Bright Hub Cutting Back Too

Recently, I have noted that Seed.com has shutdown. Then, it seems that Demand Studios has shut down for all intents and purposes. Now, Bright Hub, one of the first online publishing sites I ever wrote for, is cutting so far back that many writers are no longer able to claim any article writing opportunities and those that can have few choices to pick from.

Bright Hub is the latest of the online content publishers to essentially admit defeat in the wake of the Google Panda update. I mentioned earlier this year when I wrote about whether writing for Bright Hub is worth it that traffic, and therefore revenue sharing, from Bright Hub dropped dramatically after the second or third round of Panda updates.

brighthub-cuts-backUnlike the traffic on HubPages (at least my Hubs on HubPages), it seems that traffic has not recovered and, like many other content publishers, Bright Hub apparently has substantially lower revenues that allow it to pay for substantially fewer articles. Perhaps Bright Hub made a rash decision in removing oodles of previously published content in hopes of cutting out whatever “low-quality” content it was that Google saw and punished the site for. Perhaps Bright Hub needs to follow HubPages’ lead and move its organization to a subdomain-based system rather than using directories. Or, maybe, whatever Google is using to rank, judge, and demote websites is just pegged right at the heart of Bright Hub.

Bright Hub Writing for Search Engines

The irony, for me at least, in the fall of Bright Hub is that in the beginning, at least in my experience, it was probably doing everything right to have built an online content empire, and survived, the Google Panda update. Back then, writers wrote about pretty much any topic that they came up with that the channel editor thought would be good content for the channel to have. That ensured that there was a wide variety of content in each area of focus, so wide, in fact, that Bright Hub actually was the authority on certain topics, while being a useful contributor in others. It also ensured that professional freelance writers looking to write on something other than the same old topics flocked to the website.

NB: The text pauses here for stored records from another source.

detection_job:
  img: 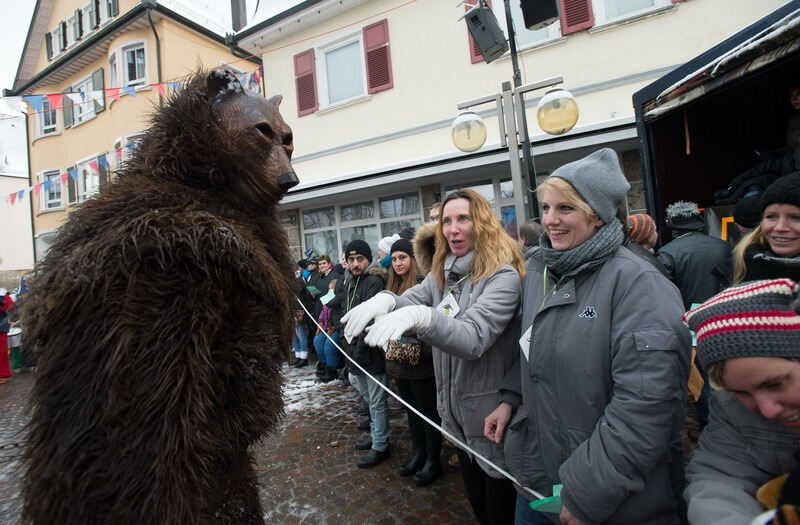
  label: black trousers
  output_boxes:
[458,449,517,525]
[395,377,442,461]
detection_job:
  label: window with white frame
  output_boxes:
[121,42,147,86]
[492,2,561,49]
[302,192,423,260]
[39,97,58,136]
[592,0,671,25]
[317,31,367,107]
[108,52,119,87]
[72,75,95,124]
[39,170,62,210]
[444,177,518,239]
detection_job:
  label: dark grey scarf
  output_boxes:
[541,218,624,275]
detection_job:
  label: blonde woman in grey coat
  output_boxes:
[484,149,690,525]
[342,190,524,524]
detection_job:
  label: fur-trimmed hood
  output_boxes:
[411,222,438,275]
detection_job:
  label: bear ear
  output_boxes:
[206,69,244,102]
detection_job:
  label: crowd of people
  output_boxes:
[294,148,800,524]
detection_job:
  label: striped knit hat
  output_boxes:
[628,213,656,244]
[683,279,800,367]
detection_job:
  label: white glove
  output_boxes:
[364,305,431,350]
[342,293,397,343]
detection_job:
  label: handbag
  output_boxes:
[386,337,422,366]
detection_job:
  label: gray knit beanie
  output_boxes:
[550,148,631,224]
[683,279,800,367]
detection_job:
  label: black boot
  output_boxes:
[319,366,339,383]
[356,447,389,468]
[414,458,442,487]
[400,448,426,476]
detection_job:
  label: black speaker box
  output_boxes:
[519,0,558,30]
[466,7,508,64]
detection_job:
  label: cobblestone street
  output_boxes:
[0,364,473,525]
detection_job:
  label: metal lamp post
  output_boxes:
[451,77,578,225]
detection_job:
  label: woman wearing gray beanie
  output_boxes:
[484,148,690,525]
[733,173,800,283]
[684,279,800,525]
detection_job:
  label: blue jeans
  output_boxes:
[314,330,342,368]
[350,372,389,451]
[292,323,308,359]
[514,493,554,525]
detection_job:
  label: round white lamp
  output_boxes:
[536,88,578,135]
[450,111,486,153]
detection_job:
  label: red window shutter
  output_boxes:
[464,0,492,64]
[364,19,394,93]
[294,49,319,117]
[558,0,594,35]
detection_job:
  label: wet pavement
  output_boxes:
[0,365,474,525]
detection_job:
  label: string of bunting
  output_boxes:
[5,66,263,118]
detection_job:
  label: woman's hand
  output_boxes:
[558,507,583,525]
[483,401,514,443]
[342,293,396,342]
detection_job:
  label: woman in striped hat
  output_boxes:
[684,279,800,525]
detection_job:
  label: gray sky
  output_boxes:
[0,0,36,89]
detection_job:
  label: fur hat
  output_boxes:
[628,213,656,244]
[344,239,372,262]
[387,239,414,257]
[666,201,706,230]
[683,279,800,367]
[550,148,631,224]
[761,173,800,214]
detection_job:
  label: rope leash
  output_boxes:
[297,299,545,499]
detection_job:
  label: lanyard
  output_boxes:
[444,272,472,297]
[345,275,361,312]
[537,266,564,313]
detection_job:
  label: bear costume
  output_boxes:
[21,70,297,524]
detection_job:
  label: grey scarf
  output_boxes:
[541,218,624,275]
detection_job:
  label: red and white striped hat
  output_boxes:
[683,279,800,367]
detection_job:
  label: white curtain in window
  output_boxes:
[604,0,656,19]
[325,41,364,104]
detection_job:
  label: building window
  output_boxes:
[40,170,62,210]
[72,75,95,124]
[39,97,58,136]
[108,53,119,87]
[317,32,367,107]
[122,43,147,86]
[592,0,671,24]
[293,20,394,116]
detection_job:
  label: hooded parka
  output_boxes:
[502,246,690,525]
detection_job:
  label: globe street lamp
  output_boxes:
[451,77,578,224]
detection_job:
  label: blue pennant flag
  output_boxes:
[23,95,44,112]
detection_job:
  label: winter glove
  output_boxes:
[342,293,396,343]
[364,305,431,350]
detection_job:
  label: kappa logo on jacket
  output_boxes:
[578,306,597,319]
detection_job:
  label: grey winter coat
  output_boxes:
[683,392,800,525]
[502,246,690,525]
[386,254,520,478]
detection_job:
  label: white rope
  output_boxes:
[297,299,545,499]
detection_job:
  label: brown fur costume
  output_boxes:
[22,70,297,524]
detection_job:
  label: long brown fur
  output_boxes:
[22,72,294,524]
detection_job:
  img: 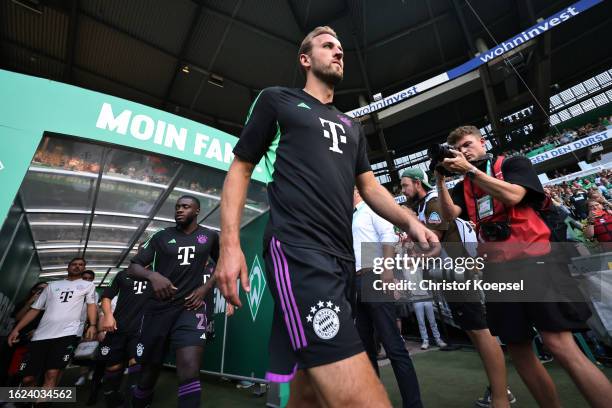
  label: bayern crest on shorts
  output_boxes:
[306,300,340,340]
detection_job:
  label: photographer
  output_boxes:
[433,126,612,407]
[401,167,516,407]
[584,200,612,242]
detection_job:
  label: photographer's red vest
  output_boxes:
[463,156,550,262]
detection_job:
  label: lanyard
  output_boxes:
[469,160,494,221]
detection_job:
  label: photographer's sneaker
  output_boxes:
[476,387,516,408]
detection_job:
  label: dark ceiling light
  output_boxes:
[12,0,42,14]
[208,73,223,88]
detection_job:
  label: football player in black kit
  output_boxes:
[215,27,439,408]
[97,253,151,407]
[128,196,219,408]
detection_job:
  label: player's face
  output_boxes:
[68,259,85,275]
[81,273,94,282]
[174,198,200,225]
[310,34,344,86]
[455,135,487,161]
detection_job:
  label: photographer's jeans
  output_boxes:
[353,276,423,408]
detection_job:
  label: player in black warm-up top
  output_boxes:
[97,262,151,407]
[128,196,219,408]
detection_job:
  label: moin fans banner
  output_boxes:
[0,70,266,223]
[346,0,603,118]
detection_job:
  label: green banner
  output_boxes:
[0,70,265,222]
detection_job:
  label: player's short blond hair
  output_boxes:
[298,26,338,73]
[446,125,482,146]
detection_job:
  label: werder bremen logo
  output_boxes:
[246,255,266,321]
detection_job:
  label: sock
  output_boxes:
[132,386,153,408]
[178,379,202,408]
[104,370,123,408]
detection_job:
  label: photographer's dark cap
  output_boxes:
[402,167,433,190]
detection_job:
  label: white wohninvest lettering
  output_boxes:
[319,118,346,154]
[96,103,234,164]
[480,7,579,62]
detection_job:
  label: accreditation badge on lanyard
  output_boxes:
[476,161,494,220]
[476,195,493,220]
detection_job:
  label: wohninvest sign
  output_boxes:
[346,0,607,118]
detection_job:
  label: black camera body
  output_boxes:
[427,144,455,176]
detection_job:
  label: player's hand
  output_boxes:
[85,326,98,341]
[185,285,207,310]
[215,245,251,307]
[102,315,117,332]
[149,272,176,300]
[225,302,234,317]
[7,329,19,347]
[406,220,442,256]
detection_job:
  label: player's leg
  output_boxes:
[176,346,204,408]
[486,302,561,407]
[43,336,79,388]
[132,308,175,408]
[170,305,207,408]
[96,332,127,408]
[448,300,516,408]
[19,340,49,387]
[540,331,612,407]
[307,352,391,408]
[43,368,61,388]
[368,302,423,408]
[266,238,390,407]
[132,363,161,408]
[413,302,429,350]
[466,329,508,407]
[287,370,327,408]
[353,278,378,376]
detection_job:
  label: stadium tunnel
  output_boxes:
[0,0,612,406]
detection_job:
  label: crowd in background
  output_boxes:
[503,116,612,157]
[544,170,612,242]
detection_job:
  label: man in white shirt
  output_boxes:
[8,258,98,388]
[352,189,423,408]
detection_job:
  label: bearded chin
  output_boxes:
[312,68,342,87]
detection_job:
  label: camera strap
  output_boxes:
[466,158,510,224]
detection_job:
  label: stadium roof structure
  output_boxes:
[0,0,612,180]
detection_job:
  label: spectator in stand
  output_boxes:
[570,187,588,220]
[584,200,612,242]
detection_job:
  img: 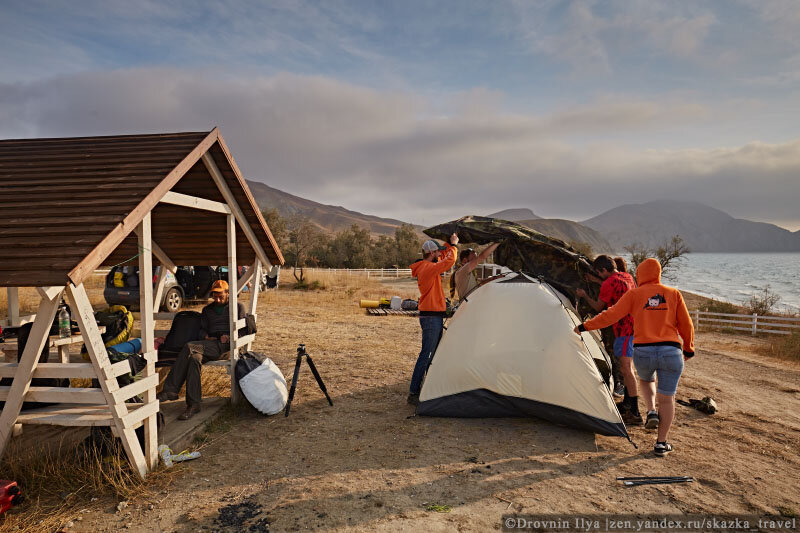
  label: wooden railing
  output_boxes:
[303,268,411,278]
[691,309,800,335]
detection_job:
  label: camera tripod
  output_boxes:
[285,344,333,416]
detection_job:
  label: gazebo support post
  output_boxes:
[6,287,20,327]
[226,215,239,405]
[137,213,159,470]
[66,283,149,477]
[0,287,63,457]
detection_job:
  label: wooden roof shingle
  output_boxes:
[0,128,283,286]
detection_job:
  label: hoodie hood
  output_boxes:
[636,258,661,286]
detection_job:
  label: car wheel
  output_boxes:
[164,287,183,313]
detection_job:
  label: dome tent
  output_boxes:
[417,273,628,438]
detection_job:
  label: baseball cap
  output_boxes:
[211,279,228,292]
[422,240,447,253]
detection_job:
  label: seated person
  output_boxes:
[158,280,245,420]
[453,242,500,300]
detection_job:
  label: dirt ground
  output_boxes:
[6,280,800,531]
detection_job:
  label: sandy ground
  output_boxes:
[10,276,800,531]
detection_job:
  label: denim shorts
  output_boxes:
[614,335,633,357]
[633,346,683,396]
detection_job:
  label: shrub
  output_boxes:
[742,285,781,315]
[703,299,740,314]
[294,279,328,291]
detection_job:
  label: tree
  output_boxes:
[285,216,321,281]
[743,285,781,315]
[625,235,690,277]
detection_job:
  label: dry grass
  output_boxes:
[0,436,172,532]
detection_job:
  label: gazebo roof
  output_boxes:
[0,128,283,286]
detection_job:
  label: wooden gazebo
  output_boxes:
[0,128,283,476]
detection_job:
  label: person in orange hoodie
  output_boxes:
[408,233,458,405]
[575,259,694,456]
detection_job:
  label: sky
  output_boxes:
[0,0,800,231]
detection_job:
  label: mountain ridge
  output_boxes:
[580,200,800,253]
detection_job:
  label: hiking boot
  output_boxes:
[178,405,200,420]
[614,381,625,402]
[156,391,178,402]
[653,442,672,457]
[621,410,644,426]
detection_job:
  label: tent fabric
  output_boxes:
[425,216,600,316]
[417,273,627,437]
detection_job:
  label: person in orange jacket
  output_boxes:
[408,233,458,405]
[575,259,694,456]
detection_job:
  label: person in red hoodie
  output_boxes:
[408,233,458,405]
[575,259,694,456]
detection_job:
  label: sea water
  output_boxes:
[640,253,800,313]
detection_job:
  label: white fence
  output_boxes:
[303,268,411,278]
[692,310,800,335]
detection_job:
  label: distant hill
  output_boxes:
[246,180,416,235]
[486,207,541,222]
[581,200,800,252]
[517,218,614,254]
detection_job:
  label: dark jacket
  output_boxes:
[200,302,246,339]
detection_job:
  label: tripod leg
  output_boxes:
[306,355,333,405]
[284,354,303,416]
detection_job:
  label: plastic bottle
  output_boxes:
[158,444,172,468]
[58,305,72,339]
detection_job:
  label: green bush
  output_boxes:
[703,300,741,314]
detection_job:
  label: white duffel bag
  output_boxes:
[235,352,289,415]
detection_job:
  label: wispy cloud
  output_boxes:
[0,69,800,229]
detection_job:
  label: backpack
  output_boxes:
[81,305,133,361]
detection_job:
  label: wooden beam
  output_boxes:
[67,283,147,477]
[0,382,104,404]
[0,361,103,379]
[0,298,61,457]
[227,214,239,405]
[112,374,158,404]
[6,287,21,327]
[217,132,283,268]
[236,262,255,292]
[68,128,219,284]
[202,152,272,265]
[36,286,64,300]
[153,266,169,313]
[137,213,159,470]
[245,259,261,352]
[161,191,231,215]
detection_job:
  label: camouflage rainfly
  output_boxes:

Sadly, along the way, Bright Hub went the route of Demand Studios and others. Instead of writers coming up with articles and then publishing them, editors were tasked with being keyword researchers and publishing article assignments based on an exact keyword phrase. Unfortunately, keyword research is not a panacea. My best performing article on Bright Hub last month (and for many months before that) was one I wrote myself, out of the blue, about seaport.exe when it showed up on my computer one day.

Worse, publishing rules drifted ever more toward SEO obsession land. Where writers were once encouraged to write engaging titles with keywords in mind, they were eventually told to use the exact keyword phrase in both the regular title and the SEO title, as well as being required to use it in the meta description and the teaser for the article, regardless of any grammatical issues. After Panda, of course, these requirements were dropped and everyone was instructed to once again write for the readers. In fact, numerous articles of mine were tagged for issues that they only have because I was once explicitly instructed to commit the exact “errors” that now exist in those articles.

It seems that it was too little too late.

In my opinion, the site put too much faith in the idea that Google could be appeased by removing “low-quality” articles. The biggest issue what how low-quality was assessed. Essentially, my articles that once received good amounts of traffic from Google and other search engines, but that did not receive as much traffic after the update were tagged as “low-quality” or “problematic” content.

In reality, many of those articles were solid content. That these articles were suddenly outranked by other content didn’t make them poor articles so much as either

a) false positives

or

b) something that was still good, but was now being outranked by something that was arguably better.

In deleting all of that content, Bright Hub lost its coverage for numerous niche articles and long-tail searches in the name of higher quality. I understand that as a for-profit business the company had to do something but it may not have done the right things at the right time. It was also suggested that Google hard targeted pages with too many ads or the wrong types of links. Maybe saving the content and tackling these issues first would have produced better results. Unfortunately, there is no way to really know.

What seems to be true is that the criticism that Google is easily gamed by content mills has been smashed. All of these article publishers cutting back to minimum operations or shutting down shows that they have been hit and hit hard and that they don’t have a recovery path in mind.

Indeed, they may be self-fulfilling the prophecy by reducing their ability to shine through and break to the top of some searches by having LOTS of great content on a topic. Instead, they all seem to have taken the concept of having one article covering any given topic or keyword phrase as sufficient. Ironically, my own experience shows this to be a self-defeating strategy. That seaport article that is my biggest traffic getter? It has a very similar cousin about how to delete seaport that was my third highest ranked article last month. Perhaps two (or more) articles about the same thing can be useful.

In the end, it seems that several of my original homes have been damaged or destroyed. I understand Google’s motivation, but it is sad to move on without old friends.